What is Obstructive Sleep Apnea?

Obstructive sleep apnea (OSA) is a serious condition in which the sufferer stops breathing during sleep due to a completely blocked airway, sometimes for up to a minute at a time. OSA is an extremely serious condition that can result in extremely fragmented and of poor quality sleep, and should be treated by a qualified physician.

Who has OSA?

OSA occurs in 24% of men and 9% of women,* which is approximately as often as adult diabetes. Although sleep apnea can affect anyone at any age, it is usually between the ages of 45-65. Due to a lack of public awareness, the vast majority of sufferers remain undiagnosed and therefore untreated despite the fact that the disorder can have serious medical consequences.

The Cycle of OSA

  1. The sufferer falls asleep.
  2. Muscle tone in the body relaxes.
  3. The airway narrows and/or collapses, causing breathing to be difficult or impossible. The collapse of the airway may cause loud snoring, snorts, pauses in airflow, and labored breathing.
  4. Oxygen levels begin to fall.
  5. They continue to struggle for breath, sometimes for up to a minute.
  6. The heart rate falls below normal, and there is decreased oxygenated blood to pump through the body.
  7. The brain senses low oxygen/high carbon dioxide levels and releases jolt of adrenaline in an attempt to awaken their brain and body and prevent suffocation.
  8. The sufferer awakens briefly and takes five or six large breaths breathing in oxygen and blowing off excess carbon dioxide (CO2). The sufferer typically does not remember arousal but often repositions him or herself on the bed.
  9. The heart rate speeds up in response to the rush of adrenaline and is now pumping above normal heart rate.
  10. The oxygen/carbon dioxide levels return to near normal and their brain allows sleeping to resume.
  11. The sufferer falls asleep and the cycle repeats

How do I know if I have OSA?

The best way to find out if you suffer from sleep apnea is to have a sleep study conducted either in a hospital or in your home. There are several symptoms of OSA which include:

  • Decreased sex drive
  • Excessive daytime sleepiness
  • Poor concentration/memory
  • Depression
  • Morning headaches
  • Gastro-esophageal reflux
  • Sore, dry throat on waking
  • Being accident prone
  • Increased cholesterol
  • Hypertension

Consequences of OSA

The consequences of OSA can be very serious and include an increased risk in motor vehicle and work related accidents and poor job performance. It can also lead to family tension, an irritated bed partner and a general decrease in the quality of life.

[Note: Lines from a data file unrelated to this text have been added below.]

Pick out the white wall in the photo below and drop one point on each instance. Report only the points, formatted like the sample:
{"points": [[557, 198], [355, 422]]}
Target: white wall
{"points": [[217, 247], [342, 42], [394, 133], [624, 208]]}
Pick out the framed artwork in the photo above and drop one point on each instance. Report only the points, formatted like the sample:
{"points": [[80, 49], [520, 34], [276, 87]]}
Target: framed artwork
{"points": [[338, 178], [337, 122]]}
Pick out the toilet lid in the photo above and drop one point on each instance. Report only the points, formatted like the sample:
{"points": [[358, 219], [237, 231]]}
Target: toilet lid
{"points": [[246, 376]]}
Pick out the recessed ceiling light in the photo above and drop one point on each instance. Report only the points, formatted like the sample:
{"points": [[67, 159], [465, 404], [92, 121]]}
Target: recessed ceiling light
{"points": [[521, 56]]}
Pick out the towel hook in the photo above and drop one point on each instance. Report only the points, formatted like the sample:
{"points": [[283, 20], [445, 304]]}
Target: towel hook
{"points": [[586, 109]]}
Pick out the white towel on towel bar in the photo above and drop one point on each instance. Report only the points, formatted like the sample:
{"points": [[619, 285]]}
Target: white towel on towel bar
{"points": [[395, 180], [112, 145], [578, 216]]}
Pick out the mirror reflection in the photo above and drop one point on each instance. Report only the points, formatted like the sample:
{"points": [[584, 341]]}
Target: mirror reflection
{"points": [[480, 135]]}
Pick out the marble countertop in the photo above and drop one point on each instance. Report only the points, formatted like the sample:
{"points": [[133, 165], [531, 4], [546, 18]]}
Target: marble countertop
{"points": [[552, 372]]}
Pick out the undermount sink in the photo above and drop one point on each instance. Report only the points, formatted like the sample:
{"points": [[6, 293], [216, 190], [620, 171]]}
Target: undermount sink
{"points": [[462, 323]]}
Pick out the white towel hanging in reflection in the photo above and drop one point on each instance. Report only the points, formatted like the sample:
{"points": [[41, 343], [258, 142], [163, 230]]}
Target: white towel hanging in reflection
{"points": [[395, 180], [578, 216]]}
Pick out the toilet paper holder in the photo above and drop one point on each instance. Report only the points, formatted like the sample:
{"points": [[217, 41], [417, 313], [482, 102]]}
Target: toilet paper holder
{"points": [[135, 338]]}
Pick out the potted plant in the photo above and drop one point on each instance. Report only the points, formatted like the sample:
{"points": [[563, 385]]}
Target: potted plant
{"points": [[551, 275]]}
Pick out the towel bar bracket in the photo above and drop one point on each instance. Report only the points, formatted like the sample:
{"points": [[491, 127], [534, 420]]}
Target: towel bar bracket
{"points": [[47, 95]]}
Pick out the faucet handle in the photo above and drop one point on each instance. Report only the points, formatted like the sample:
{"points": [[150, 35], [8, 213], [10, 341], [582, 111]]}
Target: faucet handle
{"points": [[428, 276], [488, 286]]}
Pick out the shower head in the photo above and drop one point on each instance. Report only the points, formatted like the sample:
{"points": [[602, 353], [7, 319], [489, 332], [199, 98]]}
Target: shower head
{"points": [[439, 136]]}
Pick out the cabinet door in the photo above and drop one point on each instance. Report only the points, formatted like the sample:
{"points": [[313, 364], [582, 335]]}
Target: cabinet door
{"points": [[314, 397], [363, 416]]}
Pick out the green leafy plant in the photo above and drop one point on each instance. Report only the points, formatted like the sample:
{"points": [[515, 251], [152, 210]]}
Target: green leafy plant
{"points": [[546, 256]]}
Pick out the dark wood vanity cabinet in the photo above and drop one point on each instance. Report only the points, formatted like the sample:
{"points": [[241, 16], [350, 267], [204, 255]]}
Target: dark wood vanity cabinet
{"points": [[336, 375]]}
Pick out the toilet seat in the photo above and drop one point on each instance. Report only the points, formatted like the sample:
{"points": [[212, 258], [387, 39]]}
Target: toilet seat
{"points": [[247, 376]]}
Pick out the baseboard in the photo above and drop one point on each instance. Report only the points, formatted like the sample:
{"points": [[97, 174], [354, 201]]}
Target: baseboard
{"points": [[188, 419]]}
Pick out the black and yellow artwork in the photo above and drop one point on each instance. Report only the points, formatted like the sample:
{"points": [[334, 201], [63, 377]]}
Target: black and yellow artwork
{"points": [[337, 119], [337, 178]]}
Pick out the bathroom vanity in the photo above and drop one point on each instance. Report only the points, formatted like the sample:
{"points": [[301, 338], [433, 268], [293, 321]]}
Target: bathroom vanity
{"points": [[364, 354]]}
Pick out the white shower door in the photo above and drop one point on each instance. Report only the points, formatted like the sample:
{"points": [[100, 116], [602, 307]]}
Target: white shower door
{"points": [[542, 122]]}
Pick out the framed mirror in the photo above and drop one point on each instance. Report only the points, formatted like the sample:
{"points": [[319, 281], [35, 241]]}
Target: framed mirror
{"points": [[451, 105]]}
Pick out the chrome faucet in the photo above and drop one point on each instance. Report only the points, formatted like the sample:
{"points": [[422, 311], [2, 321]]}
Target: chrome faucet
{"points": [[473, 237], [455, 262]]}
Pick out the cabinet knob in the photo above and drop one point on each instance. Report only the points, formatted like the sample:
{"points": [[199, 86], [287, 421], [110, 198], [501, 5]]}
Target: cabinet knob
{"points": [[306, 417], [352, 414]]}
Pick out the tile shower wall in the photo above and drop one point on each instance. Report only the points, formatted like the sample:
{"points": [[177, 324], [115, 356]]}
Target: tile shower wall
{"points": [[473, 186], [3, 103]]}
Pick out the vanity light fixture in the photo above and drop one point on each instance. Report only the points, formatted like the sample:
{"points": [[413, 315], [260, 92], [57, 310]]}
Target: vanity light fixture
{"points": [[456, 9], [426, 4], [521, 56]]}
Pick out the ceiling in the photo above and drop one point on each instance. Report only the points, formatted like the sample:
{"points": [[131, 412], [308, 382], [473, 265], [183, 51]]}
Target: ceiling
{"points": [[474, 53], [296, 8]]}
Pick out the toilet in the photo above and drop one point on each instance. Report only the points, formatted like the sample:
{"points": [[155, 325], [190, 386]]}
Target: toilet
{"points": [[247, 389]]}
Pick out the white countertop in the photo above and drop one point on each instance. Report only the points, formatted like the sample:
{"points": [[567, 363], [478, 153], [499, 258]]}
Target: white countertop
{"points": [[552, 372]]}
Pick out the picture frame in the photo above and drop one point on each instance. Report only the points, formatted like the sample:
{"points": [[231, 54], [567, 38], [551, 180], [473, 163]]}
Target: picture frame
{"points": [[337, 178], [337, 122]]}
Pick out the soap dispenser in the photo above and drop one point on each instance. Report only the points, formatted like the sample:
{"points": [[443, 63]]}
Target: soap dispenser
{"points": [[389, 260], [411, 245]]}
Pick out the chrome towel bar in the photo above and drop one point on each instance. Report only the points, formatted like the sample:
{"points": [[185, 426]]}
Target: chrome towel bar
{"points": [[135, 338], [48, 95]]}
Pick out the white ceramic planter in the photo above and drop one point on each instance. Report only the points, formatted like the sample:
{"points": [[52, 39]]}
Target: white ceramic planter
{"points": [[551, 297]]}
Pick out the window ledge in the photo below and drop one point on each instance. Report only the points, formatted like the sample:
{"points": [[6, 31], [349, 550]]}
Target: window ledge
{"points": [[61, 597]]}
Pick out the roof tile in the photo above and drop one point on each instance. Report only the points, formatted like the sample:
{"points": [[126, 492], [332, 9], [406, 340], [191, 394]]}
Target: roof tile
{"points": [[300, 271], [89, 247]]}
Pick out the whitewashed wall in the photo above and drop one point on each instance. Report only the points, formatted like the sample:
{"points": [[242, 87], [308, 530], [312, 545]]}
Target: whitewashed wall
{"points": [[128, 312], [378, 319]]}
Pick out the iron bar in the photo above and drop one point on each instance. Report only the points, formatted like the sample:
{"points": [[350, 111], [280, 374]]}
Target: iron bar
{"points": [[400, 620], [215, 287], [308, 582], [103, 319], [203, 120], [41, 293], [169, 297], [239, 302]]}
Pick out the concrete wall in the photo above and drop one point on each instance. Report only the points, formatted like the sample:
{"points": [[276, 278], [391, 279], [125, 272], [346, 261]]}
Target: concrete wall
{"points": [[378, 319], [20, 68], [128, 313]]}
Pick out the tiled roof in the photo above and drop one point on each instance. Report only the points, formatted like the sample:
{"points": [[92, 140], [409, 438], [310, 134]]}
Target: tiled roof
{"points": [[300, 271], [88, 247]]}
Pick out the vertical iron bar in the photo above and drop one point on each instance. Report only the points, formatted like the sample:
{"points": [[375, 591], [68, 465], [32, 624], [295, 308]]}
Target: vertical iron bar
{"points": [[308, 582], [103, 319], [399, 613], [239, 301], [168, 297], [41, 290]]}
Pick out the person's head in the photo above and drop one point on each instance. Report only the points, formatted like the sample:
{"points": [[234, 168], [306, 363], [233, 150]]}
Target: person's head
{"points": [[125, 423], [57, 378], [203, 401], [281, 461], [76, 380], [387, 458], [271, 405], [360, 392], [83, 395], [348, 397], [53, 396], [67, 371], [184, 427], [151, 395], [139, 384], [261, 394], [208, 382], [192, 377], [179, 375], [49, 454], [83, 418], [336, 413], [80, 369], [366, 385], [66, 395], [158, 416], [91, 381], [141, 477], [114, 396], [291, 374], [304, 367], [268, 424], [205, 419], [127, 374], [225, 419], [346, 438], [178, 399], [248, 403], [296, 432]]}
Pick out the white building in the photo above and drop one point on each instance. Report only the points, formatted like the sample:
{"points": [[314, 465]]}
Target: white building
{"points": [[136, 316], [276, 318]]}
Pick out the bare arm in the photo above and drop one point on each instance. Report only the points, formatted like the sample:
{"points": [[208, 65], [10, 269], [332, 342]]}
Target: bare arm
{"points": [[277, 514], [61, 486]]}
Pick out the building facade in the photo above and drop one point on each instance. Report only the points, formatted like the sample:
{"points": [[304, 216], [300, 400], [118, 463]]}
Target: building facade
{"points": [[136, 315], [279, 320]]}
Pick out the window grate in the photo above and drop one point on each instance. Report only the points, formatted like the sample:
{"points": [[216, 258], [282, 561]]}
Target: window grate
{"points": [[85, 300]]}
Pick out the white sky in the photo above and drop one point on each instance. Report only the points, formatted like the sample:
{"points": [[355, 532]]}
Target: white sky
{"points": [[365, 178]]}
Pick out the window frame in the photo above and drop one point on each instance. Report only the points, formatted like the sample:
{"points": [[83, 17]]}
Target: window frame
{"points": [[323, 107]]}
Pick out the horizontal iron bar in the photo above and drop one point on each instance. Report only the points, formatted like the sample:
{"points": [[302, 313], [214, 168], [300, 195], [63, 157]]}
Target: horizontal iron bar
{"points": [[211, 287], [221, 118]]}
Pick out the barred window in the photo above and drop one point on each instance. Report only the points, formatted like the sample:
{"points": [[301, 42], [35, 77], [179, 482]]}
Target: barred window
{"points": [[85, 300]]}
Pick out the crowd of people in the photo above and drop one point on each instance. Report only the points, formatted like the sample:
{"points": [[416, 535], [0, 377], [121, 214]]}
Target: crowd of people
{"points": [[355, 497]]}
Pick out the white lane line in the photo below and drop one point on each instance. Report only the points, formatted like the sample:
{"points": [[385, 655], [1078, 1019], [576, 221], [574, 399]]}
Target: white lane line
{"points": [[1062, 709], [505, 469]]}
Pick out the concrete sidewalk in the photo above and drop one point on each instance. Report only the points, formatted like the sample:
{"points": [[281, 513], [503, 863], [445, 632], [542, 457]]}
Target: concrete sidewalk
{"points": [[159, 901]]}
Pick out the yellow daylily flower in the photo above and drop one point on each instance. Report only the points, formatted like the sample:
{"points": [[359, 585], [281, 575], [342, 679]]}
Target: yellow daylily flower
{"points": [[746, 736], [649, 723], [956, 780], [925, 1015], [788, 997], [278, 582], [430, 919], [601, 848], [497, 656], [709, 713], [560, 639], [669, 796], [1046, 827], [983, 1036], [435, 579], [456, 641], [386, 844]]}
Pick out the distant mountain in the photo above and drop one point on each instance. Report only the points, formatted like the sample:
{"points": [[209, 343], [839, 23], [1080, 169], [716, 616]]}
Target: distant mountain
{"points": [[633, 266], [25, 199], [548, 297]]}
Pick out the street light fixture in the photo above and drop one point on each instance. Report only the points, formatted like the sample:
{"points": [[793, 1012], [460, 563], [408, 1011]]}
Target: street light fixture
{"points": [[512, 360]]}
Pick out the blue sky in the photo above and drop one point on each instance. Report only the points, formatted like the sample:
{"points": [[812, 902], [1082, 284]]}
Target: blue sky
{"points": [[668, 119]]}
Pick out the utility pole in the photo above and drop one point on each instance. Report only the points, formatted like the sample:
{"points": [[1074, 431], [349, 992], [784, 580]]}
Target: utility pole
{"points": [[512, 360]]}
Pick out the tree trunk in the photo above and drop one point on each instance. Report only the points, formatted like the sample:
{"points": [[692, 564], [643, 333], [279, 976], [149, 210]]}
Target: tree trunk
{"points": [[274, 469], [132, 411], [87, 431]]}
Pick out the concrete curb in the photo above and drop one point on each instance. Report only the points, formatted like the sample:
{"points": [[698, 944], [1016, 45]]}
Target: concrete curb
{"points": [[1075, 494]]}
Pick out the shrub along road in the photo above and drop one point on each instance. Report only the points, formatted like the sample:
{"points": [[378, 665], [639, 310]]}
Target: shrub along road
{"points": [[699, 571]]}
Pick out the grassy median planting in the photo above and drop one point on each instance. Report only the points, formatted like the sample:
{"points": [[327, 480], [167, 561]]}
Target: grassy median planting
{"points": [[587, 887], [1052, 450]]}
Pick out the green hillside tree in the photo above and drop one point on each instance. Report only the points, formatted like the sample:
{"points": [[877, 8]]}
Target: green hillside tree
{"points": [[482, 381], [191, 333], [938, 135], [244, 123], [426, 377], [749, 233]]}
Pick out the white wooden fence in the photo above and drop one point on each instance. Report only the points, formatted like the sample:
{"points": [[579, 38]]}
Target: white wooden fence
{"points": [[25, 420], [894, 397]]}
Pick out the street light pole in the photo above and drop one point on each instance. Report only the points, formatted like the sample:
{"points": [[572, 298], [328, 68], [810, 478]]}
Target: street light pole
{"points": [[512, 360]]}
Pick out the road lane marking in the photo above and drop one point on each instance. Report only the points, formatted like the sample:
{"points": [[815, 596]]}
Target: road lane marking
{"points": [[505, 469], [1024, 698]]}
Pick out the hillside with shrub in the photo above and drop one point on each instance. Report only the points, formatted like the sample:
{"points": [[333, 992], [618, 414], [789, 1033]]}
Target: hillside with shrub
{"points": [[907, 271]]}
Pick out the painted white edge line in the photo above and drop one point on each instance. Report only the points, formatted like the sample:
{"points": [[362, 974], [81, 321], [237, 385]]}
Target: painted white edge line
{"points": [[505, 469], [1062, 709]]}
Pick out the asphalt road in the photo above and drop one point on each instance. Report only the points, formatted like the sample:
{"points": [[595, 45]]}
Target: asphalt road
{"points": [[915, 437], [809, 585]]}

The Epworth Sleepiness Test

Take the Epworth Sleepiness test to see whether you may have a problem with daytime sleepiness.

How severe is my OSA?

The severity of OSA is measured by three variables:

  • Blood oxygen level, the presence of daytime sleepiness and the number of apneic episodes per hour-also known as an Apnea/Hypopnea Index (AHI).
  • An AHI of 5-15/hr is considered mild sleep apnea.